He had stopped, leaving his friend to wonder a little what point he wished to make; and this it was that enabled Strether meanwhile to make one. “Oh we’ve never pretended to go into detail. We weren’t in the least bound to that. It was ‘filling out’ enough to miss you as we did.”

But Chad rather oddly insisted, though under the high lamp at their corner, where they paused, he had at first looked as if touched by Strether’s allusion to the long sense, at home, of his absence. “What I mean is you must have imagined.”

“Imagined what?”

“Well⁠—horrors.”

It affected Strether: horrors were so little⁠—superficially at least⁠—in this robust and reasoning image.
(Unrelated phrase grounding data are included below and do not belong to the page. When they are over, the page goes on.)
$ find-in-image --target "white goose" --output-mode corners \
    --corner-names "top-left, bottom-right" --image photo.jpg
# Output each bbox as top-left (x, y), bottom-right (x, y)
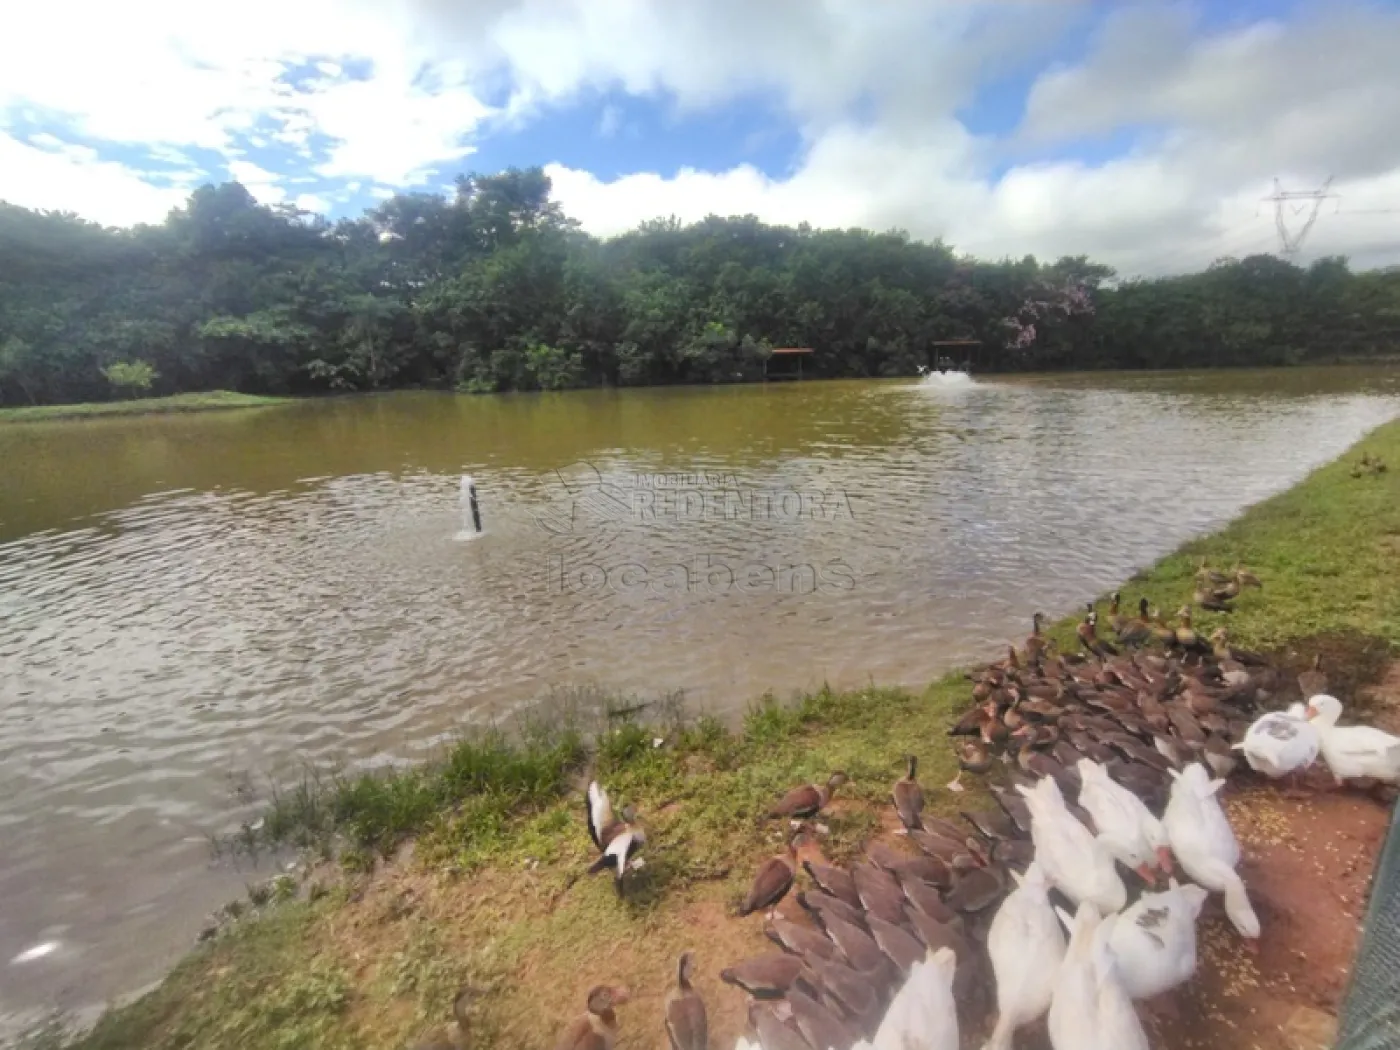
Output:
top-left (1047, 903), bottom-right (1149, 1050)
top-left (872, 947), bottom-right (959, 1050)
top-left (1018, 775), bottom-right (1127, 915)
top-left (1161, 763), bottom-right (1259, 940)
top-left (1108, 878), bottom-right (1209, 1000)
top-left (982, 862), bottom-right (1067, 1050)
top-left (1075, 759), bottom-right (1173, 883)
top-left (1306, 695), bottom-right (1400, 785)
top-left (1234, 703), bottom-right (1320, 786)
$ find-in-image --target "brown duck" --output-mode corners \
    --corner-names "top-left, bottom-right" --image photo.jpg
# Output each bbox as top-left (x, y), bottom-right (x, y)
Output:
top-left (813, 910), bottom-right (890, 975)
top-left (899, 872), bottom-right (958, 924)
top-left (865, 913), bottom-right (925, 975)
top-left (787, 982), bottom-right (861, 1050)
top-left (1173, 607), bottom-right (1210, 655)
top-left (765, 914), bottom-right (841, 962)
top-left (1298, 653), bottom-right (1328, 700)
top-left (867, 842), bottom-right (951, 888)
top-left (720, 954), bottom-right (804, 998)
top-left (957, 738), bottom-right (994, 775)
top-left (769, 773), bottom-right (848, 820)
top-left (555, 986), bottom-right (631, 1050)
top-left (665, 952), bottom-right (708, 1050)
top-left (739, 830), bottom-right (807, 917)
top-left (1078, 609), bottom-right (1119, 659)
top-left (851, 862), bottom-right (908, 925)
top-left (802, 859), bottom-right (860, 909)
top-left (797, 954), bottom-right (882, 1028)
top-left (746, 1002), bottom-right (812, 1050)
top-left (797, 889), bottom-right (867, 930)
top-left (1025, 612), bottom-right (1048, 662)
top-left (413, 986), bottom-right (475, 1050)
top-left (891, 755), bottom-right (924, 831)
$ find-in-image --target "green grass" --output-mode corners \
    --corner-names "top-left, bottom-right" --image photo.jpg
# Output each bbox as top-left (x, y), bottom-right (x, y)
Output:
top-left (44, 416), bottom-right (1400, 1050)
top-left (0, 391), bottom-right (290, 423)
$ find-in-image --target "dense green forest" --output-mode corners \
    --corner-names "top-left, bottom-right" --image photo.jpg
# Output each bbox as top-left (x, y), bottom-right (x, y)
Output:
top-left (2, 166), bottom-right (1398, 406)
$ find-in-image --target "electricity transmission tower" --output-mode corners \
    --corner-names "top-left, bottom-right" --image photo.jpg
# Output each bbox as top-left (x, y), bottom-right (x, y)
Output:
top-left (1261, 177), bottom-right (1339, 256)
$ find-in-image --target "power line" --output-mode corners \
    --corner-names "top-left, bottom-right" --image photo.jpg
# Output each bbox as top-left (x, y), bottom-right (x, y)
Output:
top-left (1259, 176), bottom-right (1339, 256)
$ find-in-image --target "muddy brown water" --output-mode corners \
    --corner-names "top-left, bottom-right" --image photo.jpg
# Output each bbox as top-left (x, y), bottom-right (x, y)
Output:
top-left (2, 367), bottom-right (1399, 1035)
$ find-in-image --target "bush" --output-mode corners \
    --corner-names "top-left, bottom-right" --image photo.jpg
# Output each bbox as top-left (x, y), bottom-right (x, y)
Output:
top-left (101, 360), bottom-right (158, 398)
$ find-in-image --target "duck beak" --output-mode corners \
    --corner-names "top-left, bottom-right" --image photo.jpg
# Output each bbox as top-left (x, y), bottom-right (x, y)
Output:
top-left (1134, 862), bottom-right (1157, 886)
top-left (1303, 704), bottom-right (1317, 720)
top-left (611, 986), bottom-right (633, 1005)
top-left (1156, 846), bottom-right (1175, 877)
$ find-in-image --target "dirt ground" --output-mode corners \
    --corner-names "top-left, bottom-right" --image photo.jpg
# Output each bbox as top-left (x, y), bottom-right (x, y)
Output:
top-left (314, 665), bottom-right (1400, 1050)
top-left (1155, 785), bottom-right (1389, 1050)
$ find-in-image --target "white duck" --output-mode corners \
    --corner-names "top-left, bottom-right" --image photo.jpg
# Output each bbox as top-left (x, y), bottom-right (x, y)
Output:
top-left (1161, 762), bottom-right (1259, 940)
top-left (1234, 703), bottom-right (1320, 788)
top-left (1047, 903), bottom-right (1149, 1050)
top-left (1018, 775), bottom-right (1127, 914)
top-left (982, 862), bottom-right (1067, 1050)
top-left (1108, 878), bottom-right (1209, 1000)
top-left (1075, 759), bottom-right (1173, 884)
top-left (1305, 694), bottom-right (1400, 785)
top-left (872, 947), bottom-right (959, 1050)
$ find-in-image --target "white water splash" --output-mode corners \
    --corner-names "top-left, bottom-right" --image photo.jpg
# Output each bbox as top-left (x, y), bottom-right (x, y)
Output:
top-left (919, 369), bottom-right (976, 388)
top-left (11, 941), bottom-right (60, 964)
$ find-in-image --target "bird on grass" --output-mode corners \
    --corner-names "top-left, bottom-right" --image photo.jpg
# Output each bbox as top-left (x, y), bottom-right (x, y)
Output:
top-left (892, 755), bottom-right (924, 831)
top-left (663, 951), bottom-right (708, 1050)
top-left (1077, 609), bottom-right (1118, 659)
top-left (412, 986), bottom-right (477, 1050)
top-left (555, 985), bottom-right (631, 1050)
top-left (739, 828), bottom-right (810, 919)
top-left (585, 781), bottom-right (646, 895)
top-left (767, 772), bottom-right (848, 822)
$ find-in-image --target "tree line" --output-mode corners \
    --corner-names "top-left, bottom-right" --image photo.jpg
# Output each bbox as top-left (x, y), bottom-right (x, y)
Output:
top-left (1, 166), bottom-right (1397, 406)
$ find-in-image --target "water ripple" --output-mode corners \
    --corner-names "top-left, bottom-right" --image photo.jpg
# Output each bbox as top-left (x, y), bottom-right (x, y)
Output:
top-left (0, 373), bottom-right (1397, 1030)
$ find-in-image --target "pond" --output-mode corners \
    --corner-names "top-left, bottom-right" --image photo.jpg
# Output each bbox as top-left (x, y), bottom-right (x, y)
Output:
top-left (2, 365), bottom-right (1399, 1032)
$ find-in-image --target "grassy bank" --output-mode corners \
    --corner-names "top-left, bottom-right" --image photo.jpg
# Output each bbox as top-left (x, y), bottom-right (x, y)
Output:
top-left (0, 391), bottom-right (290, 423)
top-left (47, 417), bottom-right (1400, 1050)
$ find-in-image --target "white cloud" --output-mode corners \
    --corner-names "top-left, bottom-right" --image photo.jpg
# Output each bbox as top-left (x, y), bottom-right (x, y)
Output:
top-left (0, 131), bottom-right (185, 225)
top-left (295, 192), bottom-right (331, 213)
top-left (226, 159), bottom-right (285, 204)
top-left (540, 1), bottom-right (1400, 275)
top-left (0, 0), bottom-right (1397, 274)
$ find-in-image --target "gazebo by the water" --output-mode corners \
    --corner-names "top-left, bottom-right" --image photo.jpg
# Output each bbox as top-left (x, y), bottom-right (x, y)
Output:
top-left (927, 339), bottom-right (982, 373)
top-left (765, 346), bottom-right (814, 381)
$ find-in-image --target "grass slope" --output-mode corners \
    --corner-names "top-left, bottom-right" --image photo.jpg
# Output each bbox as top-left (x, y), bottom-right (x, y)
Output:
top-left (45, 417), bottom-right (1400, 1050)
top-left (0, 391), bottom-right (289, 423)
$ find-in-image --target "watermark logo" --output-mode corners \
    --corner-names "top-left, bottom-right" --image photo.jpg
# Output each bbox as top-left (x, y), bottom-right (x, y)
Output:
top-left (531, 461), bottom-right (858, 535)
top-left (546, 553), bottom-right (857, 596)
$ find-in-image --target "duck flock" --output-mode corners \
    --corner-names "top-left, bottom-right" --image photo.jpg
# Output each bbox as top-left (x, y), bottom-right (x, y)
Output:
top-left (424, 564), bottom-right (1400, 1050)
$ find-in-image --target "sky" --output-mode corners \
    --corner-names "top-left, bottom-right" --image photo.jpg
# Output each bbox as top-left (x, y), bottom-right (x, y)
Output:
top-left (2, 0), bottom-right (1400, 277)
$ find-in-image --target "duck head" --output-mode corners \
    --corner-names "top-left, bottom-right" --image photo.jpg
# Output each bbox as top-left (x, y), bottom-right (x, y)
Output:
top-left (451, 985), bottom-right (477, 1029)
top-left (1304, 694), bottom-right (1342, 727)
top-left (826, 771), bottom-right (850, 793)
top-left (676, 950), bottom-right (698, 989)
top-left (587, 985), bottom-right (632, 1020)
top-left (788, 824), bottom-right (817, 853)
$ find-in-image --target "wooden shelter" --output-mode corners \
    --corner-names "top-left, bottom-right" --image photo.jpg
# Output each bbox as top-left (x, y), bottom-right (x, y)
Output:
top-left (765, 347), bottom-right (814, 381)
top-left (927, 339), bottom-right (982, 373)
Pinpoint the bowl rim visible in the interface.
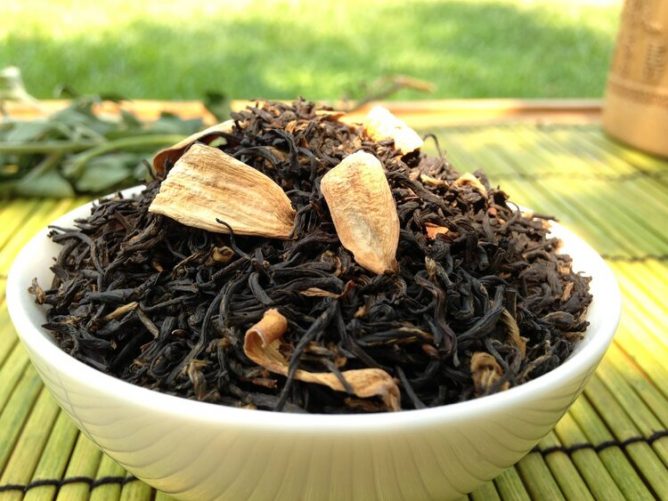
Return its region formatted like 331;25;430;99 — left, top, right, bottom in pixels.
6;186;621;432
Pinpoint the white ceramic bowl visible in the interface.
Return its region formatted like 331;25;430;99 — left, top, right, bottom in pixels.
7;189;620;501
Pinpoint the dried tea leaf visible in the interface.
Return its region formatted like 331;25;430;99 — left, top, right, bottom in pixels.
354;305;368;318
251;377;278;389
320;151;399;274
152;119;235;178
362;105;423;155
561;282;575;302
28;278;45;305
453;173;488;198
299;287;342;298
424;256;438;279
149;144;295;239
103;301;138;322
471;352;510;396
244;309;401;411
501;308;526;358
425;222;449;240
299;281;354;299
187;359;208;400
136;309;160;338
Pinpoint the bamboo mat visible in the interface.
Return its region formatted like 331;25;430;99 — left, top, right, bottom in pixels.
1;122;667;501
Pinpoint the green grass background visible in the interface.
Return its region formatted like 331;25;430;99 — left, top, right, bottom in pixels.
1;0;622;100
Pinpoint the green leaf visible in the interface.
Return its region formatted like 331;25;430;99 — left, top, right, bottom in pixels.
13;170;74;197
148;114;204;135
133;159;151;182
75;163;132;192
72;153;138;192
2;121;53;142
2;91;229;198
50;101;115;138
54;84;80;98
99;92;127;102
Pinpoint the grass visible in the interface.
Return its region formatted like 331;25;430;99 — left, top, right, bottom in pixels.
0;0;622;100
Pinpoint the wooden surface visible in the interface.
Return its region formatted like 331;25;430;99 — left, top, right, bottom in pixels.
3;98;602;125
1;101;667;500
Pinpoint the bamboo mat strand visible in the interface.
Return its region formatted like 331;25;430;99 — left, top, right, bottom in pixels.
118;479;153;501
551;413;625;500
491;467;530;501
54;433;104;500
0;388;60;501
534;432;594;501
22;411;81;501
584;377;668;499
0;122;666;500
568;397;656;500
515;453;565;500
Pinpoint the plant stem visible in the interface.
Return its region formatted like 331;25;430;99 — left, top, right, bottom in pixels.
0;141;100;154
0;134;184;157
22;152;63;180
65;134;185;177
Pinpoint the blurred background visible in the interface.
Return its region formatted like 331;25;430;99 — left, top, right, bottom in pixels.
1;0;622;101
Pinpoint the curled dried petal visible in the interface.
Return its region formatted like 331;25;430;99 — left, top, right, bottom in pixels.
244;309;401;411
152;119;235;178
244;308;289;351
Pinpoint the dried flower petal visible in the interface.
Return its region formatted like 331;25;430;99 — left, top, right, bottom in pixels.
419;173;447;187
453;173;488;198
244;309;401;411
425;222;449;240
362;106;423;155
471;352;510;396
211;246;235;264
149;144;295;239
320;151;399;274
152;119;235;178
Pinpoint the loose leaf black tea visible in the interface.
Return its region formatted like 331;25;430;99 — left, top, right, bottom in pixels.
32;99;592;413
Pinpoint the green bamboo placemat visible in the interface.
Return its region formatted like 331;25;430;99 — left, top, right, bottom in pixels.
0;123;667;500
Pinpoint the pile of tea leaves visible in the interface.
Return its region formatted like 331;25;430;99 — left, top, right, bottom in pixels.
33;99;592;413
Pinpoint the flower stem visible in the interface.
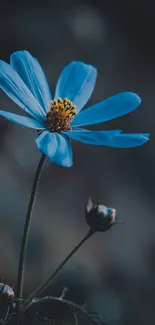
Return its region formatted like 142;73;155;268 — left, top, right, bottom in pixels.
16;154;46;301
24;228;95;309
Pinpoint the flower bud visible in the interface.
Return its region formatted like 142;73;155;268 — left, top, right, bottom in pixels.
0;283;14;323
85;198;116;232
0;283;14;303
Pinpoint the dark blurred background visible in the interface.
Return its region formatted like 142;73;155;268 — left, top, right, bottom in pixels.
0;0;155;324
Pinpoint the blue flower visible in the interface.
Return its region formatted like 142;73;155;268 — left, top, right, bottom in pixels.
0;50;149;167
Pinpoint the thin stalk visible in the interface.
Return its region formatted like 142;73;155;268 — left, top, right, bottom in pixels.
16;154;46;301
25;228;95;309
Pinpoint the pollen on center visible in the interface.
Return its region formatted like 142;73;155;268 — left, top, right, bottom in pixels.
46;97;77;132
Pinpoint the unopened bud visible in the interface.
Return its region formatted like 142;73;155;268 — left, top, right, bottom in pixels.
0;283;14;303
85;198;116;232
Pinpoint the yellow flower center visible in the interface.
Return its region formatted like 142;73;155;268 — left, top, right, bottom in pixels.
46;97;77;132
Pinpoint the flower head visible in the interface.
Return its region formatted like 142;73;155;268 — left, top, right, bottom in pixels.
0;50;149;167
47;98;77;132
85;198;116;232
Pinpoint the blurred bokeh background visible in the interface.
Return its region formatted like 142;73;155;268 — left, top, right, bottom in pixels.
0;0;155;324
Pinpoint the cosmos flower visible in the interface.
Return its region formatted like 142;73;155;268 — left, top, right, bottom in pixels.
0;51;149;167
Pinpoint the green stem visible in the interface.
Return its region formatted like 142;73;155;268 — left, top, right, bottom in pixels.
16;154;46;301
25;228;95;309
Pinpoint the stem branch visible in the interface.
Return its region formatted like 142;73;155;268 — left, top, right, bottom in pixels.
25;228;95;309
16;154;46;301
But he was none the less there to be veracious. “Yes, I dare say we have imagined horrors. But where’s the harm if we haven’t been wrong?”

Chad raised his face to the lamp, and it was one of the moments at which he had, in his extraordinary way, most his air of designedly showing himself. It was as if at these instants he just presented himself, his identity so rounded off, his palpable presence and his massive young manhood, as such a link in the chain as might practically amount to a kind of demonstration. It was as if⁠—and how but anomalously?⁠—he couldn’t after all help thinking sufficiently well of these things to let them go for what they were worth. What could there be in this for Strether but the hint of some self-respect, some sense of power, oddly perverted; something latent and beyond access, ominous and perhaps enviable? The intimation had the next thing, in a flash, taken on a name⁠—a name on which our friend seized as he asked himself if he weren’t perhaps really dealing with an irreducible young Pagan. This description⁠—he quite jumped at it⁠—had a sound that gratified his mental ear, so that of a sudden he had already adopted it. Pagan⁠—yes, that was, wasn’t it? what Chad would logically be. It was what he must be. It was what he was. The idea was a clue and, instead of darkening the prospect, projected a certain clearness. Strether made out in this quick ray that a Pagan was perhaps, at the pass they had come to, the thing most wanted at Woollett. They’d be able to do with one⁠—a good one; he’d find an opening⁠—yes; and Strether’s imagination even now prefigured and accompanied the first appearance there of the rousing personage. He had only the slight discomfort of feeling, as the young man turned away from the lamp, that his thought had in the momentary silence possibly been guessed. “Well, I’ve no doubt,” said Chad, “you’ve come near enough. The details, as you say, don’t matter. It has been generally the case that I’ve let myself go. But I’m coming round⁠—I’m not so bad now.” With which they walked on again to Strether’s hotel.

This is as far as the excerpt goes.